The three-year project builds on the efforts of K-State's Institute
for Academic Alliances and the College of Engineering to form an
academic alliance across the Big 12 Conference.
Reginald
Robinson, president and chief executive officer of the Kansas Board
of Regents, will join other national higher education experts in
advising project participants on policy matters. Duane Nellis, K-State
provost, and Tom Rawson, K-State vice president for administration
and finance, will work with Big 12 chief academic officers and chief
financial officers to support multi-institution programming.
The
engineering collaboration supported by the grant will have the potential
to lay the groundwork for a long-term partnership among schools
in the Big 12 Conference, said Mo Hosni, professor and head of K-State's
department of mechanical and nuclear engineering and a key leader
of the project. Current focus of the consortium will involve nuclear
engineering.
In
recent years, the United States has seen a sharp increase in industry
demand for employees with nuclear engineering training.

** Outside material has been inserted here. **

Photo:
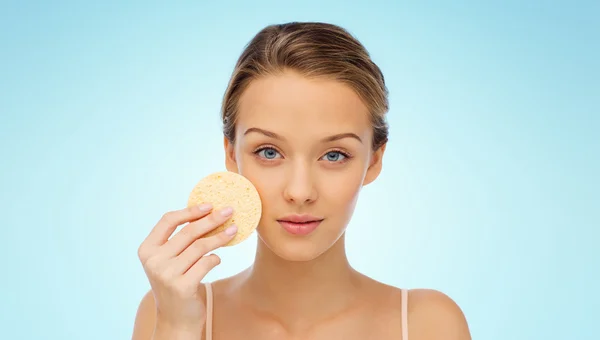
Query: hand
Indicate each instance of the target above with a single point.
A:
(175, 267)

Even as
new plants are being built to meet the demand for electricity, an
estimated 30 percent of today's nuclear work force is expected to
retire during the next five years, according to Hosni.
"In
response to this demand, the Big 12 Engineering Consortium is striving
to increase access to nuclear science educational opportunities
by making the nuclear courses offered by Kansas State University,
Texas A&M University, University of Missouri-Columbia and University
of Texas-Austin available by distance education to students of the
other eight Big 12 institutions," Hosni said. "The four
Big 12 schools with nuclear programs also will partner to offer
graduate students increased access to specialized courses."
Concurrent
to the consortium development, the K-State Institute for Academic
Alliances plans to analyze institutional, state and regional policies
and procedures affecting higher education partnerships, specifically
within the context of the Big 12 nuclear engineering program alliance,
according to Sue Maes, co-director of the institute and one of the
project's leaders.
"This
project has the power to transform higher education to benefit students
nationwide," Maes said. "Students will have increased
access to online courses through the Big 12 Consortium, and the
policy work will result in model policies and procedures that institutional,
state and regional agencies can adapt to actively support multi-institution
program alliances. It will create a fiscally responsible way to
offer programs in emerging and high-demand areas."
Over
the course of the project, the institute will involve a higher education
policy expert team, state governing board and regional accrediting
association representatives, and key institutional representatives,
including chief academic officers, chief finance officers, registrars,
college and department-level representatives and faculty.